Peter is going to take the Good News to the Samaritans, the mixed race population, and by doing so, unlock the doors of the Kingdom to them (Acts 8).

Then, Peter himself is going to go to the gentile, Cornelius, and preach the Good News to him and his whole household, unlocking the doors of the kingdom to non-Jews, just like us (Acts 10).  This is exactly what Jesus said he would do:

19 I will give you the keys of the kingdom of heaven, and whatever you bind on earth will be bound in heaven, and whatever you loose on earth will be loosed in heaven.”

The Gates of Hades

Herod Philip’s Palace

The doors of the Kingdom of God are unlocked by the keys in Peter’s hands.  And the doors of death, which is what “gates of Hades” means, will not stand up against the powerful force.  Death itself is going to have its gates plundered because the King who is the Son of the Living God is going to conquer death itself as he rises from the dead.

But this is still to come.  Because Jesus has not yet risen from the grave, he has to be careful about proclaiming himself as Messiah.  People might get the wrong idea and start sharpening their swords and pointing them at the Romans.  Jesus warns them about this:

20 Then he sternly ordered the disciples not to tell anyone that he was the Messiah.
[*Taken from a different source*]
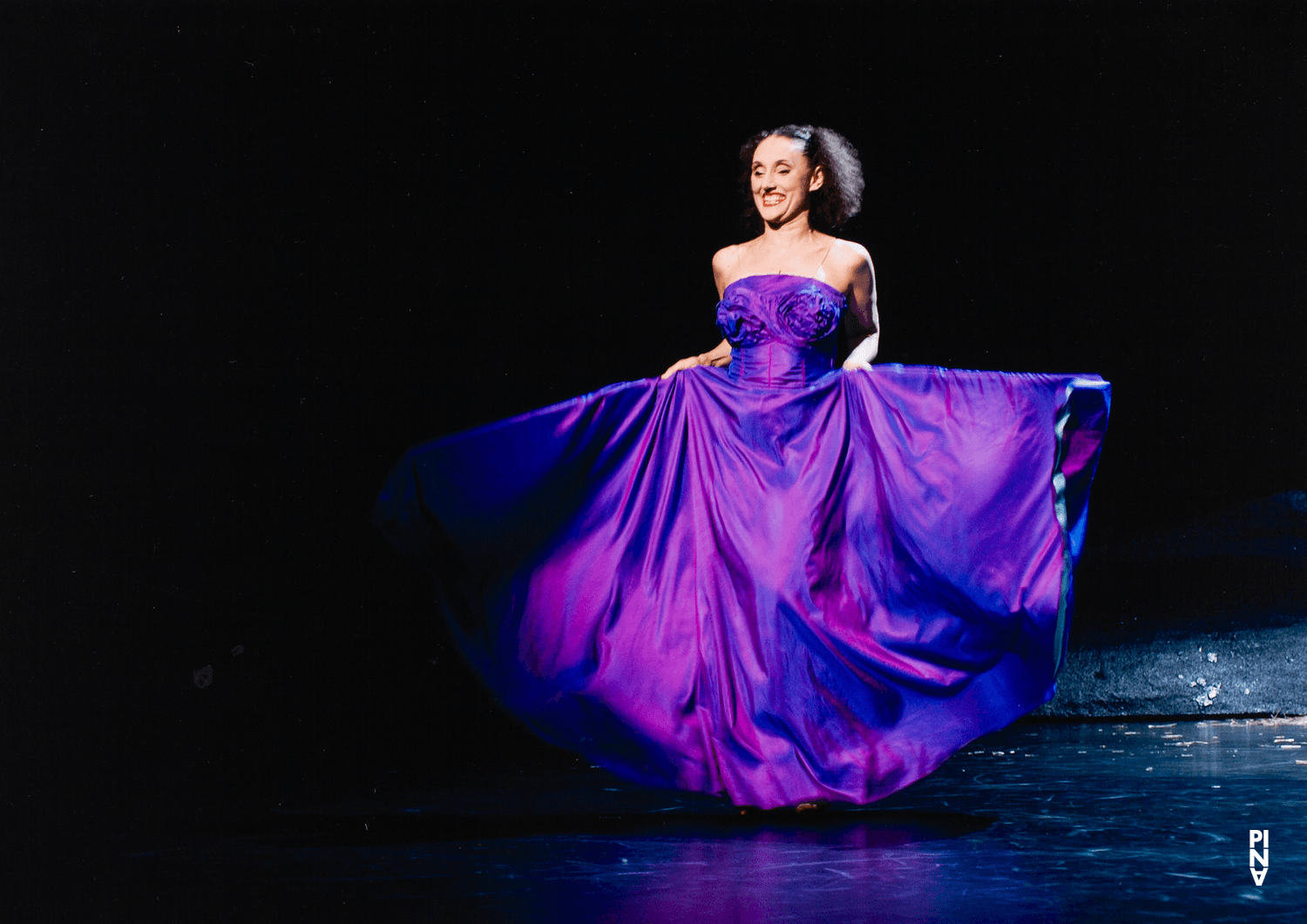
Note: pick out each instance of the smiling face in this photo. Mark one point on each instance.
(782, 179)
What does this mean for us? 

What does this mean for us, right here, today?  Everything!  We study Jesus, we try to internalize his teaching, we see his whole life of ministry as a model for us.  We are impressed by his insight, challenged by his ethic, amazed at his openness to the downtrodden and marginalized.
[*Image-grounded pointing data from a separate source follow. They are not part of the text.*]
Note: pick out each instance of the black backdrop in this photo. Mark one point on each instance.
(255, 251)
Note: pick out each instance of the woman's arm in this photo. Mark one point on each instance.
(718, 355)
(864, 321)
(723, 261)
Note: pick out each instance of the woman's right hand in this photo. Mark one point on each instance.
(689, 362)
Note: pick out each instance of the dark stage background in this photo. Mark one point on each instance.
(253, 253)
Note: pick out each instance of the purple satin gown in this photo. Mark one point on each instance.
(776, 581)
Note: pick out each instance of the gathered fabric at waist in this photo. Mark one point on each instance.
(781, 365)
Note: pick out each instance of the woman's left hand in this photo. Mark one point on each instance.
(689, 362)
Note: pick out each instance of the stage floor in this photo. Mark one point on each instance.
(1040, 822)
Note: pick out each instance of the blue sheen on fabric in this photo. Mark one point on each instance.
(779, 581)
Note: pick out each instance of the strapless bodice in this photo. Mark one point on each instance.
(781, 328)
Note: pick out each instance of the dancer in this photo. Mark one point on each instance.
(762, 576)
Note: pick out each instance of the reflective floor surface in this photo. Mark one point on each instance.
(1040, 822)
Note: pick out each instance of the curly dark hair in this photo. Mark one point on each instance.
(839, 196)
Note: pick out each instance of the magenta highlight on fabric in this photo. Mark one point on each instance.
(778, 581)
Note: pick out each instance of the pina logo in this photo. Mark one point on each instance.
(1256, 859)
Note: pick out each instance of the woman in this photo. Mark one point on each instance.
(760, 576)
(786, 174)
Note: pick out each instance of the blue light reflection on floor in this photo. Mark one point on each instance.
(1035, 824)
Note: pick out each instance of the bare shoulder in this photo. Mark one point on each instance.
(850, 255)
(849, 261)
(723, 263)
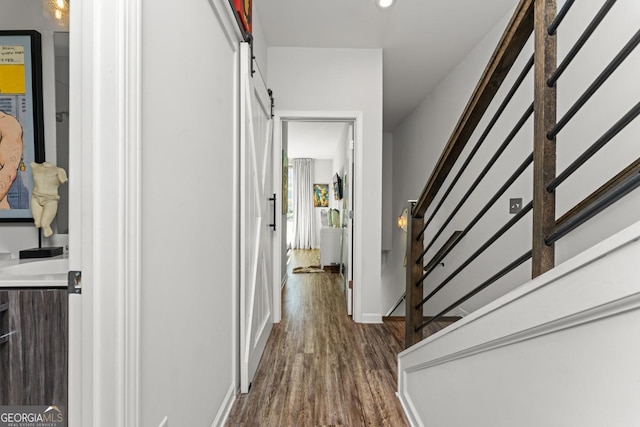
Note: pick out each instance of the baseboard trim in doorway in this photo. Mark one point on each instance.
(371, 318)
(225, 409)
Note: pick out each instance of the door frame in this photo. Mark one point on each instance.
(356, 117)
But we are also impressed by  John the Baptist, Elijah and Jeremiah.  They did not do what only Jesus could do: break down the doors of the last enemy, death itself.

The Foundation of Hope

The foundation of our faith, the basis for our hope is that Jesus is God’s anointed King, God’s Messiah, the Son of the Living God.  He fought Israel’s final battle against the powers of evil and defeated them on cross.  Then God raised him from the dead, vindicating him as the Risen King.

This is why, when we gather together, as we will tomorrow, to give thanks for the life of one who has died, we do not grieve as those who have no hope.  Our hope is that Jesus has opened the doors of God’s Kingdom to people like us, who by faith make the same confession that Peter made, by the power of the Spirit: Jesus is the Christ, the Son of the Living God.

Jesus is Lord

There is only one possible conclusion to draw after making this confession: Jesus is Lord.  Jesus is our Master.  Jesus is the one who sets our agenda.  Everything we do is now measured by whether or not it is congruent with the Jesus-shaped life.  All of our politics, all of our economics, all of our social views, all of our entertainments, all of our relationships, all of our goals and dreams are now subject to review and revision in this shinning light: Jesus is Lord.

Who do we say Jesus is?  This is our confession:  Jesus is the Christ, the Son of the Living God!